New Self-Paced Course: Synthetic Tabular Data Generation Using Transformers

Originally published at: Courses – NVIDIA

Synthetic data generation is a data augmentation technique necessary for increasing the robustness of models by supplying training data. Explore the use of Transformers for synthetic tabular data generation in the new self-paced course.

@jwitsoe thanks for this. what is minimum sample size we should use? like how many rows are considered as minimum here to generate synthetic tabular data?

By the way, how do I get ask questions after I purchase the self-paced training course from DLI? I have purchased “SYnthetic Tabular Data Generation” course.

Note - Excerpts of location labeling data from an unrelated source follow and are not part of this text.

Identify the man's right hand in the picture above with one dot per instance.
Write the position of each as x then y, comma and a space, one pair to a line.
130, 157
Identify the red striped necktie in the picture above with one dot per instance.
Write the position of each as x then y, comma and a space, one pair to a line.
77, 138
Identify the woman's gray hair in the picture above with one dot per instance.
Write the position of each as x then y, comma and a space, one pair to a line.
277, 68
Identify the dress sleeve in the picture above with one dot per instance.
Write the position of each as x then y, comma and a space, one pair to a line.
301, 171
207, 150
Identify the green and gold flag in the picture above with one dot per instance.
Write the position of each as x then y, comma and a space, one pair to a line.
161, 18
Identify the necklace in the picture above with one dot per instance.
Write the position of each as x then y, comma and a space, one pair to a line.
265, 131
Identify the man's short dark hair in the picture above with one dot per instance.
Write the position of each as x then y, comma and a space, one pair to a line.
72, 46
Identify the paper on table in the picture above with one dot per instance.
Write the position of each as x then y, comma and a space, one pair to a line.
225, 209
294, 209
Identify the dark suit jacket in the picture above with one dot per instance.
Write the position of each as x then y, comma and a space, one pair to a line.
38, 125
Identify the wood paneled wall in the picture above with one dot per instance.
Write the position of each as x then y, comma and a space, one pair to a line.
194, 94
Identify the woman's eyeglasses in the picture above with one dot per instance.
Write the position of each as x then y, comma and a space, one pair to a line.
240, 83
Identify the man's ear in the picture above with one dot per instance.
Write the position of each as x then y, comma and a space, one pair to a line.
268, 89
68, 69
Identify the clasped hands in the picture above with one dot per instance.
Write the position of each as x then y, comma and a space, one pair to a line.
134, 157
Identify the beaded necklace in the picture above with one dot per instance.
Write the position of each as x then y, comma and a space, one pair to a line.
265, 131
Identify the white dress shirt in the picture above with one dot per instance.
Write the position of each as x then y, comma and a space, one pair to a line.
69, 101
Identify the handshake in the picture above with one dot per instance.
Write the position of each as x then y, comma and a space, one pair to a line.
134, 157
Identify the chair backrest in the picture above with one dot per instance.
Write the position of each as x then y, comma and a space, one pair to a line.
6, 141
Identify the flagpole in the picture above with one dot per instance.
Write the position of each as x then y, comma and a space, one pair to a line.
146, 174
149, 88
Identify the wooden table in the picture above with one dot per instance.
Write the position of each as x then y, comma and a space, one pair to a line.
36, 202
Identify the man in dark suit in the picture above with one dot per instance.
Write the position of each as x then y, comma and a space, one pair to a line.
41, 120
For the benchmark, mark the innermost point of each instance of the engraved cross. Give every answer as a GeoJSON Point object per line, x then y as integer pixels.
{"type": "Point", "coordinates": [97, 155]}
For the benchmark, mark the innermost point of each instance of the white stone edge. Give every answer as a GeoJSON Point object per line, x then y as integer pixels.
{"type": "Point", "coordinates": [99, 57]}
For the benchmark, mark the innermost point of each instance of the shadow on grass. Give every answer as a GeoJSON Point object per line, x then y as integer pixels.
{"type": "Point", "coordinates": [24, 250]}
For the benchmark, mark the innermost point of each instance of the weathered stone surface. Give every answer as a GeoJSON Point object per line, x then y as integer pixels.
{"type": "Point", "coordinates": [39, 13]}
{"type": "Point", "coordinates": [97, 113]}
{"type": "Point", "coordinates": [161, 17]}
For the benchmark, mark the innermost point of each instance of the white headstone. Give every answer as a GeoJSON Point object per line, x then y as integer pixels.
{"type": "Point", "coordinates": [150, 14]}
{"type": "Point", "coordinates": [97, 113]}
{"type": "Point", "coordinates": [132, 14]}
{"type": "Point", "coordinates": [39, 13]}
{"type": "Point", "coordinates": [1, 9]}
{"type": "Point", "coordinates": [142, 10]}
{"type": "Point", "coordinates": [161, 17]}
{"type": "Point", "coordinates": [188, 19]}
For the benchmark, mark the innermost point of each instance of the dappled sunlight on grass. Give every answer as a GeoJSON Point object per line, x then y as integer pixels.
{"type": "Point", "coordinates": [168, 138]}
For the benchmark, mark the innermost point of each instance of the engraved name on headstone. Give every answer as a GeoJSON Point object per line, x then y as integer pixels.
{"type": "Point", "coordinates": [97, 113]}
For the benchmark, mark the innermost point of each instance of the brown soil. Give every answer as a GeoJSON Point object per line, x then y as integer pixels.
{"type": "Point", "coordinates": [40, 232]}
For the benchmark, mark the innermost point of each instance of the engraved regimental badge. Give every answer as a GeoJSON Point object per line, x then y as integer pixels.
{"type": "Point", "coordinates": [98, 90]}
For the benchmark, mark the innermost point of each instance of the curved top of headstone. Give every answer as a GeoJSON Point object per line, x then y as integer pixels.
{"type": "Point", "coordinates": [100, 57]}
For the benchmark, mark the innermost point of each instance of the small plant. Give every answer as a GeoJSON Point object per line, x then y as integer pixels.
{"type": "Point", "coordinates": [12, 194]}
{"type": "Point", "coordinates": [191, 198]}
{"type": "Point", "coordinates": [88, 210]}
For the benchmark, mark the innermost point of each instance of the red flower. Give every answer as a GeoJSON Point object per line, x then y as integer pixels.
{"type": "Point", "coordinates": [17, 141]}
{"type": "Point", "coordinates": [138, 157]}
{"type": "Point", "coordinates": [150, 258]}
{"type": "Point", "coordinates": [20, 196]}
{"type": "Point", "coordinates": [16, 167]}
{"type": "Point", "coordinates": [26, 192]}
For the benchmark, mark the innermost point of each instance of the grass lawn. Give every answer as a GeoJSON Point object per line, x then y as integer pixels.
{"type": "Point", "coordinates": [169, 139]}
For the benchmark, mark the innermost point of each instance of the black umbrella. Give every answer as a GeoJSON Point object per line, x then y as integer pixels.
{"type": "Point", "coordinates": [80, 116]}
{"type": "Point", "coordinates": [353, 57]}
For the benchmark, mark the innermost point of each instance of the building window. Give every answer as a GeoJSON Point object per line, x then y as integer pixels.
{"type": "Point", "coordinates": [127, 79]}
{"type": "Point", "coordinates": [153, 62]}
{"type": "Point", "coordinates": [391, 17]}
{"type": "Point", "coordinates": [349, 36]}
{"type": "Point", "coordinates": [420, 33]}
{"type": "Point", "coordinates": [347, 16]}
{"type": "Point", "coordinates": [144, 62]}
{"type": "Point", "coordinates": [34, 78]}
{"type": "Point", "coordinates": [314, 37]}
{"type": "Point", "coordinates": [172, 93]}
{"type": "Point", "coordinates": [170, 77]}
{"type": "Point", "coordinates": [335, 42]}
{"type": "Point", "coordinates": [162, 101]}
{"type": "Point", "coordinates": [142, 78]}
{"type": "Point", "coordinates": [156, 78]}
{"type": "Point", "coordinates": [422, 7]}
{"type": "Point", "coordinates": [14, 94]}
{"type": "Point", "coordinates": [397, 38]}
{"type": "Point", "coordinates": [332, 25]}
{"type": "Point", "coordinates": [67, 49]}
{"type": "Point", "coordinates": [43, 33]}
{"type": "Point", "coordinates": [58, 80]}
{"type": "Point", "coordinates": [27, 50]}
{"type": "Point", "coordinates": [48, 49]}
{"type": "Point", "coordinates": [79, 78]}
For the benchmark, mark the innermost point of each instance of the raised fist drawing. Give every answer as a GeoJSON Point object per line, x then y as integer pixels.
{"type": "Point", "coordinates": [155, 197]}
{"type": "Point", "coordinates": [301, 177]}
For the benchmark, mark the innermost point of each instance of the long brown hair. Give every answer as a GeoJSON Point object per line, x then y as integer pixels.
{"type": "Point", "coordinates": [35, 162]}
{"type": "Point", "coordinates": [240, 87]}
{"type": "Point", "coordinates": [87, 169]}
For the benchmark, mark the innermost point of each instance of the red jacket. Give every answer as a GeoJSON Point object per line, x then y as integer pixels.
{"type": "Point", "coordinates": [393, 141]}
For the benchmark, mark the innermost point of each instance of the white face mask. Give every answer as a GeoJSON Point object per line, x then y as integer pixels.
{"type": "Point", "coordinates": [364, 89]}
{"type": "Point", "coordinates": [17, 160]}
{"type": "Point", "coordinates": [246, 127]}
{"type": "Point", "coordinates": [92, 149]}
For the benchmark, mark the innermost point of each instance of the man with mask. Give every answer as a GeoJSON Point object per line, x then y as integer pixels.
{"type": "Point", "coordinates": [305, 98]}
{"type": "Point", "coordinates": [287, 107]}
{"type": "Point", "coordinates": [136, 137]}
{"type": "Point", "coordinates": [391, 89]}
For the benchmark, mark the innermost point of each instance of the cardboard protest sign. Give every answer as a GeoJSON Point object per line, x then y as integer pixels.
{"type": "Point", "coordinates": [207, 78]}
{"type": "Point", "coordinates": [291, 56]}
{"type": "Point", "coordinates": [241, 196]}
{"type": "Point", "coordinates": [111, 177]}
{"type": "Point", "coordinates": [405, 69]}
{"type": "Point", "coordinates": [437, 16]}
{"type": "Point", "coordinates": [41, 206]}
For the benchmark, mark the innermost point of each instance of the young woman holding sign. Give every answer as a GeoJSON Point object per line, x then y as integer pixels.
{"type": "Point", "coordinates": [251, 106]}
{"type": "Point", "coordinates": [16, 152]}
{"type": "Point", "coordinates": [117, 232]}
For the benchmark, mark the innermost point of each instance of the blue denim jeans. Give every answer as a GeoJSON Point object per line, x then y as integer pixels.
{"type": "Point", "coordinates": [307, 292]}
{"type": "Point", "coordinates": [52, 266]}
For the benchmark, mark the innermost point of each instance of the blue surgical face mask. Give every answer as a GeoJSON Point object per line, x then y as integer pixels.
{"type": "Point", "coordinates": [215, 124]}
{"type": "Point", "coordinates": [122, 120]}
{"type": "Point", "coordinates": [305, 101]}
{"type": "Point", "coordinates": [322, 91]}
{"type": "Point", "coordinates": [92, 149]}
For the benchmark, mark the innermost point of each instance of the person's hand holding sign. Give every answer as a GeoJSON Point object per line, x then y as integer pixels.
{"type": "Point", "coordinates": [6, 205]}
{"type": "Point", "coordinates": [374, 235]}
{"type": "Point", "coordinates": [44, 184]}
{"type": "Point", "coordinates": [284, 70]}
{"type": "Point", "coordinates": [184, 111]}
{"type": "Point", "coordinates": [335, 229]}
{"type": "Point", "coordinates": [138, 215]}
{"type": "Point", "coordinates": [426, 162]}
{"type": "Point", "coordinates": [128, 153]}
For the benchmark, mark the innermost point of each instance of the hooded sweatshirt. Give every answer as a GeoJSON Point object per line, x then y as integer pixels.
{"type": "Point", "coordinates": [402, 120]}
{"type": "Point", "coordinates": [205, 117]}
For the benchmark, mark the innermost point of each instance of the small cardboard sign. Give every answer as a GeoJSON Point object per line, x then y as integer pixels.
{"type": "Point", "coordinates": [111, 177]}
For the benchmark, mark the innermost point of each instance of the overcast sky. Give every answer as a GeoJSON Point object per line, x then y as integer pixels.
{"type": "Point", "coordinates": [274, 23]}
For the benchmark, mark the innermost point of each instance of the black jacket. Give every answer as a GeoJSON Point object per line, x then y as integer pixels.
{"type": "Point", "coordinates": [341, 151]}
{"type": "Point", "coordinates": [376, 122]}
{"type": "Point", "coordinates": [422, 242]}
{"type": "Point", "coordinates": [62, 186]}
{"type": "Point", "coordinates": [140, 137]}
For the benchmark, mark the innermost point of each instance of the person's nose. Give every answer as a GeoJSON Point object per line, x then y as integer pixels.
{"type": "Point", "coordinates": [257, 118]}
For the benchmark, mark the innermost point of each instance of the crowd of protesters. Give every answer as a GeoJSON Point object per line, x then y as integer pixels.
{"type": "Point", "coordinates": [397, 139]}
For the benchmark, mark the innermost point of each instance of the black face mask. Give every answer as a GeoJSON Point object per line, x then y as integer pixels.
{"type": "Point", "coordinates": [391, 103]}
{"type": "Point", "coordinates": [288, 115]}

Hi @iamexperimentingnow1 ,
Here is the response from our SME:

Minimum is generating 1 row.

i.e. ideally you pass in the most amount of historical context (rows) leaving enough room to generate 1 additional row.

Suppose the TOKENS_PER_ROW = 127 (including 1 for newline char so 128).

SEQ_LEN = 4096

Thus NROWS = 4096 // 127 = 32 # don’t forget about also accounting for the token too

So you can pass in 31 rows and then expect to generate an additional row. Since division of 4096/127 isn’t perfect (32.5) you can end up with an extra partial row (1.5 rows total), which can be trimmed (just the last 0.5 row).

Regarding your other question - you can reach out to dli-help@nvidia.com if you have questions post your purchase.